Can and Should We Work Together
The age-old question many married couples ask themselves is, can or should we work together? It’s a big question and I would like to delve into this subject today.
There are three areas we all should ask of ourselves and make no mistake this subject requires a little introspection. Commercial viability, Individual Skill Sets, and lastly, Ego…
Men, let’s say for the moment that your wife has launched a business, one that has since become profitable. You are working outside in your day job and doing quite well for yourself. Your skillset sees you contributing well to the company you work for and their business is successful as a result.
In the meantime your wife is becoming consumed with the day-to-day running of the business, leaving little time to actually work on it, rather than in it. As a result on paper, the numbers flatten out as the growth of the business stalls. She can only do so much… and could be getting unfairly judged.
What if for a moment you considered walking away from your role building someone else’s dream and joining her? Seriously, have you ever considered it? Have you ever had that conversation? Could it give you the flexibility you have craved for but never afforded yourself the opportunity? It could well be there staring you right in the face.
Yes sure you may know nothing about her business, so what! That’s what her job is. But you have your own skill set, that with a little retraining can be adapted to be a major contributor.
Let’s use Johnno and Barry for instance. They are both plumbers, in fact, they did their apprenticeship together in the early 80s. Both their wives own businesses and work in colder climates, so their bodies are getting a little weary at 57. They have just learned the retirement age has just been lifted to 67. That’s ten more years.
Barry has one bad knee and Johnno’s hands are lacking the mobility he once had. It’s not realistic to think they can stick it out for another ten years. Johnno however, is very well organised and can easily do a lot of the running around that his wife Linda struggles with. Maybe he could even chip in with some of the duties around the house.
No more 6.00 am starts on those cold mornings is quite an attractive prospect if nothing else. Maybe even the opportunity to slip in that round of golf once a week, which normally wouldn’t happen.
One day after a long day he sits down with Linda and asks her, “What if I joined you in the business you have created? It’s your business, my dear, You know what you’re doing, it’s already profitable. I can do this and that and you can train me on other areas you need help with to keep you out front. Would that work?”
Barry, like Johnno, his wife has a business in a similar position. In fact, it is a little more profitable, but his wife Kate is wondering if she can continue without help.

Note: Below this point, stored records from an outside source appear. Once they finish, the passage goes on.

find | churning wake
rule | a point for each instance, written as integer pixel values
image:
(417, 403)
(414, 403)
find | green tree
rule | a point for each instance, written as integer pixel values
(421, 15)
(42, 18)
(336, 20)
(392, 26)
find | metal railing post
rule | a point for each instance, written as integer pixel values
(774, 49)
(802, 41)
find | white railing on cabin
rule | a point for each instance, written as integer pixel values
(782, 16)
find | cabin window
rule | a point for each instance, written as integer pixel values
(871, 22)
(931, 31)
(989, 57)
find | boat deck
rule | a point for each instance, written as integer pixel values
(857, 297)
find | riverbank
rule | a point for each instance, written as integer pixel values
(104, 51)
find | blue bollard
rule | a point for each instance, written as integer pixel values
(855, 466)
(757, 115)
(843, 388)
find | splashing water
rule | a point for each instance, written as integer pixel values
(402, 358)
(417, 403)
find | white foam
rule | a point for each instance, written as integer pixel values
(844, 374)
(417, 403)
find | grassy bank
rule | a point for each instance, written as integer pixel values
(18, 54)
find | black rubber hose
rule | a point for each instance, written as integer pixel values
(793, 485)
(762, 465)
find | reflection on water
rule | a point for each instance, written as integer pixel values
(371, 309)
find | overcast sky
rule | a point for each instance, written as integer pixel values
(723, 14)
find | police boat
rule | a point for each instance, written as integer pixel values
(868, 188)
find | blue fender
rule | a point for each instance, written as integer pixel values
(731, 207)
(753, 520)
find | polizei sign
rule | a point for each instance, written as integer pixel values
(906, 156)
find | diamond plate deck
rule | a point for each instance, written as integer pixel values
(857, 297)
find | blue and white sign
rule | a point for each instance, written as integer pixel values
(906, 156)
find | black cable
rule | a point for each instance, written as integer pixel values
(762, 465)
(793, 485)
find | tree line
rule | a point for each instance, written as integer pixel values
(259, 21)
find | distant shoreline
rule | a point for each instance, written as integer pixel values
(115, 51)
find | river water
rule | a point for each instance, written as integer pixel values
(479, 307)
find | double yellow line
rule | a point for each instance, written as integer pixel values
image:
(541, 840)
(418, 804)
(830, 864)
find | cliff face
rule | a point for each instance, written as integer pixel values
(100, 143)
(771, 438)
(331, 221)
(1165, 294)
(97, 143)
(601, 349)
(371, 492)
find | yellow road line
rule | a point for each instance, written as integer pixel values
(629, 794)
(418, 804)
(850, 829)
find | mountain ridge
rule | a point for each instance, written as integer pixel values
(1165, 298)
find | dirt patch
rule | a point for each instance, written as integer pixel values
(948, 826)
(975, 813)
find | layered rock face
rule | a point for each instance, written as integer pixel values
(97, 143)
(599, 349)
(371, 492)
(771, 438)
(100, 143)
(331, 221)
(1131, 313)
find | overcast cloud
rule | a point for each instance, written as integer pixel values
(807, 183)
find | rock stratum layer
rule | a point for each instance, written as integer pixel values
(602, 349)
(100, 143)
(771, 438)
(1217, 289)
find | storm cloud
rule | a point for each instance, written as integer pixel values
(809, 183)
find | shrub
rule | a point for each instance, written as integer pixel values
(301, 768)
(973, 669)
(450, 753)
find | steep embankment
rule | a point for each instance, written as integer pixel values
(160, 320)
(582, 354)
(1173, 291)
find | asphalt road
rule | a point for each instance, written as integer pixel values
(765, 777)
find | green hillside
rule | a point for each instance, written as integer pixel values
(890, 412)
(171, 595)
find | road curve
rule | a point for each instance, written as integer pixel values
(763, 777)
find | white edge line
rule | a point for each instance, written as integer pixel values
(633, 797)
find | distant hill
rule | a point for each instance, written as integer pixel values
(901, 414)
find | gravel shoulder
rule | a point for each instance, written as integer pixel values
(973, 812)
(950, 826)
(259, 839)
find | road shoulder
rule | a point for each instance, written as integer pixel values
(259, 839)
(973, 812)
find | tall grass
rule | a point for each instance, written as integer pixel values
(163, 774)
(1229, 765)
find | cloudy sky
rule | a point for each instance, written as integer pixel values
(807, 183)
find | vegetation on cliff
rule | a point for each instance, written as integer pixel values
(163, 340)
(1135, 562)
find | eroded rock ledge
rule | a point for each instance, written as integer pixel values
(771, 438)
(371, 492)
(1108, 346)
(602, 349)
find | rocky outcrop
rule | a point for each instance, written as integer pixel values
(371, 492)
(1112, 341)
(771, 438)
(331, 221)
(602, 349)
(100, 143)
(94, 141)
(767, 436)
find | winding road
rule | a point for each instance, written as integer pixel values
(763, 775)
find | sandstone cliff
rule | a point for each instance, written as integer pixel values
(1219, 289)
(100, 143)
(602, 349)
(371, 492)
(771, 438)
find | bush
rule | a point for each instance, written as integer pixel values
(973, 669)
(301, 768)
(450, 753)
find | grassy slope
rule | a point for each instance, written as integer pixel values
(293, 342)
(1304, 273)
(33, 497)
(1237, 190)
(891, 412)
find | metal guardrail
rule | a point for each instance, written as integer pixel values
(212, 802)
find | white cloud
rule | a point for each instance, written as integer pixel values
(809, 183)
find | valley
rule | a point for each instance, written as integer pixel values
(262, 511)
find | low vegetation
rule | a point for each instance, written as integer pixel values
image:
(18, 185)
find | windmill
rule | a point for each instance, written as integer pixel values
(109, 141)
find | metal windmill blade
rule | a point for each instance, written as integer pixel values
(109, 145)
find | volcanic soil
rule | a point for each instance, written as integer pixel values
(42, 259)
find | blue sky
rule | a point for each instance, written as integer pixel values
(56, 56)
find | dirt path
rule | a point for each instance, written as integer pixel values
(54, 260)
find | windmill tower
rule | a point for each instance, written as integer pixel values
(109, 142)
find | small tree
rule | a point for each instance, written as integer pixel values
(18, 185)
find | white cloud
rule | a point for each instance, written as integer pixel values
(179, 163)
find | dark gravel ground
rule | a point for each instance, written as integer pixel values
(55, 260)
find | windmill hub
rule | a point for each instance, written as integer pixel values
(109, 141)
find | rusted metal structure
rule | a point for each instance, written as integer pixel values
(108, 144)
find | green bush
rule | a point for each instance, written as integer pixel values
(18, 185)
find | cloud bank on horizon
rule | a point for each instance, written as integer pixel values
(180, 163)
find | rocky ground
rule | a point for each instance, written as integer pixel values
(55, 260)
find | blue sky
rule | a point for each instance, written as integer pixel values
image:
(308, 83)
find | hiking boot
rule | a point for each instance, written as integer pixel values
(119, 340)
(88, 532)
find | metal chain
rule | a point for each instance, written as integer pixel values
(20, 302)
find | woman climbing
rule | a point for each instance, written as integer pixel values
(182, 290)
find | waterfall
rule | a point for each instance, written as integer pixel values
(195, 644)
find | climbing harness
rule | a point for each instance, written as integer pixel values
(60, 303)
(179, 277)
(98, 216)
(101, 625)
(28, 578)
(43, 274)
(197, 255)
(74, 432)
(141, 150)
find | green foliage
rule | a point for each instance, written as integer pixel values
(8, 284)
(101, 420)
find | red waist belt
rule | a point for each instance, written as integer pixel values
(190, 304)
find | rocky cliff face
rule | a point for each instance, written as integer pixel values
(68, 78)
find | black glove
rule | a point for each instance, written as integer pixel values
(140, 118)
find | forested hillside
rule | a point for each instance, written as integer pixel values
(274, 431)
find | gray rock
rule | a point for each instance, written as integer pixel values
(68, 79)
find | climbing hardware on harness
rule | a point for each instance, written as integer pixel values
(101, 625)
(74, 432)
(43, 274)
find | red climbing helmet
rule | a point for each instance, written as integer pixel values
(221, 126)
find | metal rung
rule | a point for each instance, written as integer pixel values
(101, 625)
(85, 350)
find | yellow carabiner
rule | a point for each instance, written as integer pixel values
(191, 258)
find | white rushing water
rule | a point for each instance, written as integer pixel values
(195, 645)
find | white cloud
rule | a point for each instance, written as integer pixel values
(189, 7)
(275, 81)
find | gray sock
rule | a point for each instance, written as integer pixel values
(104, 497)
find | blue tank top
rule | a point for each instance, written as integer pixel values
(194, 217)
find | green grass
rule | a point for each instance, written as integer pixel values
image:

One day she approaches Barry after he limps in after a long day and heads for the shower. Why don’t you leave your job and work with me Sweetheart, I just can’t stand watching you in pain. Imagine what it will be like and the freedom without the early starts. “What would the boys say, Kate, working for my wife, na that’s not for me”. So what’s stopping Brian from having that conversation with Kate?
And that brings me to my last point. Ego… And that my friends is what stands in the way of a lot of men today, fact.
Fast forward 5 years and Johnno bumps into Barry on the Golf Course. Barry could be looking better as he had continued to try and make it work on the tools a little longer. “What are you up to mate, I haven’t seen you around for a while”. Yes, Linda and I teamed up a few years back and built her business. In fact we just sold it and we are heading north to retire at the end of the month.
As Johnno walks away Barry remembers that conversation with Kate way back when…Hmmm, I wonder.